Il restera. 43,402,735 fr. Cette dernière somme exige l'ouverture d'un nouveau crédit législatif; et en considérant qu'elle doit apurer quatre exercices, on reconnaît que les dépenses effectives auront excédé de bien peu celles prévues pas le budget de ces quatre années: nous disons bien peu, puisque cette époque renferme une nouvelle guerre avec l'Angleterre, la création de la flottille, et la dépense de l'expédition de Saint-Domingue.

Il vient d'être établi que le nouveau crédit à ouvrir pour solder les exercices IX, X, XI et XII, est de 43,402,735 francs. Cette somme, pour éviter les fractions, est portée à 44 millions de francs par le ministre des finances.

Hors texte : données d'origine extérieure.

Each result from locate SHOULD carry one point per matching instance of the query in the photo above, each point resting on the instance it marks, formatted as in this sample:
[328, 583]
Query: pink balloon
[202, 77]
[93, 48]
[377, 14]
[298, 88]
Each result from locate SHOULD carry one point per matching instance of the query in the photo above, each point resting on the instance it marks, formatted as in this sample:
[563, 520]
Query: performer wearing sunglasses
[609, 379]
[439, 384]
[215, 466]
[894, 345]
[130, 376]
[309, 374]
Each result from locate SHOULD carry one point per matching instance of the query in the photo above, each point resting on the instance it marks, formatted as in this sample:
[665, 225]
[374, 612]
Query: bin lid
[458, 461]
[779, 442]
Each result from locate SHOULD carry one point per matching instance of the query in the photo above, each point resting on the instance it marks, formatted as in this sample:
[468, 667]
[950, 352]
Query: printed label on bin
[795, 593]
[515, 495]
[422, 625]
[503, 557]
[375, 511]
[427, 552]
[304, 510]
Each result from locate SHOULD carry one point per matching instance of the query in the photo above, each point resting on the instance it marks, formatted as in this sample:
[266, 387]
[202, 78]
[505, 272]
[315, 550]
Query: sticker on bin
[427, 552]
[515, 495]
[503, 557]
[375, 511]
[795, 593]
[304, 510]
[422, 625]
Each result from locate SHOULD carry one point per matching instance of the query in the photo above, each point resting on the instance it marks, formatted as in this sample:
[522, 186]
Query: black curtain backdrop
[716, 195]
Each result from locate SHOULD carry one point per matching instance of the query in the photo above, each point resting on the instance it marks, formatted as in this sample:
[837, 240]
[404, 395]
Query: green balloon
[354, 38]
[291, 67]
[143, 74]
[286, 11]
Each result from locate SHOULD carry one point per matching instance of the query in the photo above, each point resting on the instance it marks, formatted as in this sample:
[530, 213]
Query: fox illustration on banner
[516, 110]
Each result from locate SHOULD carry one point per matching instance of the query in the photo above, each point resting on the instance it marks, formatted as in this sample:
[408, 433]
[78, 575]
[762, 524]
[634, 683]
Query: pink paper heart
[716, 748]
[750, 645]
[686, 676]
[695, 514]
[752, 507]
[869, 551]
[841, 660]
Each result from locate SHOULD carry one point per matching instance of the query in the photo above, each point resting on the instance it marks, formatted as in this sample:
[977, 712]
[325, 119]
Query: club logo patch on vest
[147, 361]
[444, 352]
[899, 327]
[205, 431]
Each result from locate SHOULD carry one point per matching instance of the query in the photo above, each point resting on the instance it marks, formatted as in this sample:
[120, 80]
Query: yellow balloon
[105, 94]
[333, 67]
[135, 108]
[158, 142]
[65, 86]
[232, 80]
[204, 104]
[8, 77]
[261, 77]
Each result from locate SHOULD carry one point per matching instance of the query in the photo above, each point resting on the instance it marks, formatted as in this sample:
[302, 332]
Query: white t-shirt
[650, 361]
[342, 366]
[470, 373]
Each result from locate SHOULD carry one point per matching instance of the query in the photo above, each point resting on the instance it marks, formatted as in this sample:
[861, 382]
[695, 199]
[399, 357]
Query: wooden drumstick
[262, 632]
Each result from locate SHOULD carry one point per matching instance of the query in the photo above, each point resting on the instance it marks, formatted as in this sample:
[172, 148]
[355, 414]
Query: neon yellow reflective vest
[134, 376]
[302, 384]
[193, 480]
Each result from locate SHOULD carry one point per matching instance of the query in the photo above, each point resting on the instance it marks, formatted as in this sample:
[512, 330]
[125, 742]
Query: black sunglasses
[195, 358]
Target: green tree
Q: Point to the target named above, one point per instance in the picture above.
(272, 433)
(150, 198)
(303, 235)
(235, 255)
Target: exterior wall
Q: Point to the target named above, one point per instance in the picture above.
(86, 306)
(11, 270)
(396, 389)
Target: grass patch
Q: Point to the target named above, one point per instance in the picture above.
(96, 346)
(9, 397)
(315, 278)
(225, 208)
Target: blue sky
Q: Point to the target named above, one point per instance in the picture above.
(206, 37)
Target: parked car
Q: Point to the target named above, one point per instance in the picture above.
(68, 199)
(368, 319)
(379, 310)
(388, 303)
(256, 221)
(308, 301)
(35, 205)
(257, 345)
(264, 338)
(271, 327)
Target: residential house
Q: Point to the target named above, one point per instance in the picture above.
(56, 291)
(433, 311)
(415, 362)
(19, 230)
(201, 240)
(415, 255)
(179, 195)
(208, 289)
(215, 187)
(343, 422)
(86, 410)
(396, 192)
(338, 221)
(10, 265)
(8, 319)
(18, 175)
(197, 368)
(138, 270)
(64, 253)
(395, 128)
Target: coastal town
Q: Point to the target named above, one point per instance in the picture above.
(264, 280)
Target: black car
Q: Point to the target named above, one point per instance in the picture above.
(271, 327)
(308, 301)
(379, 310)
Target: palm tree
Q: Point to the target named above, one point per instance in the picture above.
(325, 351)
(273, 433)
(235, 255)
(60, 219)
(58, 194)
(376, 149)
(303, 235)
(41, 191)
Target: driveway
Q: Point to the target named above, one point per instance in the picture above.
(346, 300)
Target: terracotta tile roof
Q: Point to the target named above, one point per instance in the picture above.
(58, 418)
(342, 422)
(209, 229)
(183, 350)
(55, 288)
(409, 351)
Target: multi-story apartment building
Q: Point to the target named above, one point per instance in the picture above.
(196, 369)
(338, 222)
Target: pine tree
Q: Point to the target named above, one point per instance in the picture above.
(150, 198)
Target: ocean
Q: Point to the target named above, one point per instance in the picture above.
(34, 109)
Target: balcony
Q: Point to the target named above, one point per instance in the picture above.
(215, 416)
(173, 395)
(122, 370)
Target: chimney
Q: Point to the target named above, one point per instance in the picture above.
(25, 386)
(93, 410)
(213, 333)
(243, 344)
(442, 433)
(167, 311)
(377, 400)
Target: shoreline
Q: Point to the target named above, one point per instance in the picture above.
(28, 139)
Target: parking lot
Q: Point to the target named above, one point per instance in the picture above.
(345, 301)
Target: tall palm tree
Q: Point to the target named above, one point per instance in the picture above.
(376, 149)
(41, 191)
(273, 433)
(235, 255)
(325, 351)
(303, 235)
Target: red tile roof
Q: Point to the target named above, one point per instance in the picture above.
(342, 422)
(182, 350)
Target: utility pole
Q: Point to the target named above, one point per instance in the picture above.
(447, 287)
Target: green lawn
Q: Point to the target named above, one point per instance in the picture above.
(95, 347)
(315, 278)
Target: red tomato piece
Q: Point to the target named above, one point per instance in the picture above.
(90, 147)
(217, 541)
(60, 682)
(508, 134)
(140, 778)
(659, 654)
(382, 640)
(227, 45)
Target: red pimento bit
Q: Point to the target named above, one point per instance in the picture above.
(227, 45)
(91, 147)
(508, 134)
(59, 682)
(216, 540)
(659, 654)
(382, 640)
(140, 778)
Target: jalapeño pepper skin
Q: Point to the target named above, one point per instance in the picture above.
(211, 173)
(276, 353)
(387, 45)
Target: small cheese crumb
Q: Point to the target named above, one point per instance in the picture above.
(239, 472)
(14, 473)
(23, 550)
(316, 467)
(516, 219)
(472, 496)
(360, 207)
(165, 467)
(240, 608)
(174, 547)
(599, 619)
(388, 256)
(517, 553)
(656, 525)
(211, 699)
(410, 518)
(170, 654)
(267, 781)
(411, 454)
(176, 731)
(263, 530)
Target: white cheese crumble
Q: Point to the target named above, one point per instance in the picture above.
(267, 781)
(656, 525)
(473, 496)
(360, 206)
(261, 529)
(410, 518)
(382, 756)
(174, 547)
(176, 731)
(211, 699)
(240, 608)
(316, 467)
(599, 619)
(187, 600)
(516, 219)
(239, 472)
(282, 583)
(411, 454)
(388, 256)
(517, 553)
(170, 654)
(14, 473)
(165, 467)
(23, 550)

Le Gouvernement demande en même temps un nouveau crédit de 16 millions pour l'an XIII, prévoyant que les sommes accordées par le budget de la même année ne suffiront pas pour acquitter toutes les dépenses qui se sont nécessairement accrues par la courte et brillante guerre continentale dont les préparatifs ont dû s'exécuter en l'an XIII. Ainsi, l'on vous propose, Messieurs, d'ouvrir un nouveau crédit de 60 millions dont 44 serviront à liquider les exercices IX, X, XI, et 16 millions à liquider l'exercice de l'an XIII.

Cette proposition est suivie d'un projet qui tend à réaliser ce crédit, et à mettre entre les mains du Gouvernement les moyens de l'appliquer effectivement à l'apurement de tout ce qui peut être dû pour les exercices IX, X, XI, XII et XIII.

On aurait pu, comme pour les années précédentes, réaliser ce crédit par une création de rente sur le grand livre de la dette publique; elles auraient été remises en payement aux créanciers : mais des motifs puissants ont éloigné le Gouvernement de cette mesure. Il a dù s'occuper de l'influence qu'elle aurait sur l'intérêt des créanciers qui, payés sous cette forme inattendue, pourraient être obligés, pour l'ordre de leurs affaires, de vendre les rentes qu'ils auraient reçues en payement, de supporter la perte qu'éprouvent les rentes lorsque l'on est contraint de les réaliser, perte qui aurait pu s'accroître par l'influence, sur la place, des rentes nouvellement créés.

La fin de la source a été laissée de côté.